UTG opening range
UTG opening range
Term: UTG opening range In poker, the starting hand range typically used by a player in the UTG (under the gun) position when making the first raise preflop.
Context: Term article: UTG opening range
Position and Opening Range
The UTG position is the first to act preflop at a 9-handed table. Because it is the most disadvantaged position, the opening range is usually the tightest. The opening range refers to the set of hands a player decides to raise with to enter the pot. A common expression like "UTG open 12%" means raising only the top 12% of strong hands from UTG.
Typical Range Example
In a standard 9-handed full ring game, a tight-aggressive player's UTG opening range typically includes:
- Pairs: 77+ (77, 88, 99, TT, JJ, QQ, KK, AA)
- High cards: AKo, AKs, AQs, AJs, KQs, QJs, JTs, T9s, etc.
- Specific folds: AJo, KQo, ATo, etc. are usually not raised from UTG, as they are easily re-raised and put in a difficult spot.
Players with different styles make adjustments. For example, a very tight player might only open QQ+ and AK, while a loose-aggressive player might add 66, ATs, KJs, etc.
Influencing Factors
- Number of players: In short-handed games (e.g., 6-handed), UTG opening ranges widen because there are fewer players behind.
- Stack depth: With deep stacks, you can play more speculative hands (e.g., small pairs, suited connectors); with shallow stacks, you rely more on big cards.
- Opponent tendencies: If there are frequent 3-bettors behind you, tighten your range; if the blinds defend weakly, you can be a bit wider.

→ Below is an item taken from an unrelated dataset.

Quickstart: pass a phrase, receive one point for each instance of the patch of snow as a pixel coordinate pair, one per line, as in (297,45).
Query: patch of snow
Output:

- Dynamic balance: To protect weak hands, sometimes you need to slow-play strong hands like AA/KK, or mix in hands that play well postflop.
Strategic Application
The opening range is central to preflop decision-making. Beginners should start with a standard range and gradually understand position advantage and pot control. A UTG raise typically represents strength, and subsequent bets should consider opponents' calling ranges and the board structure.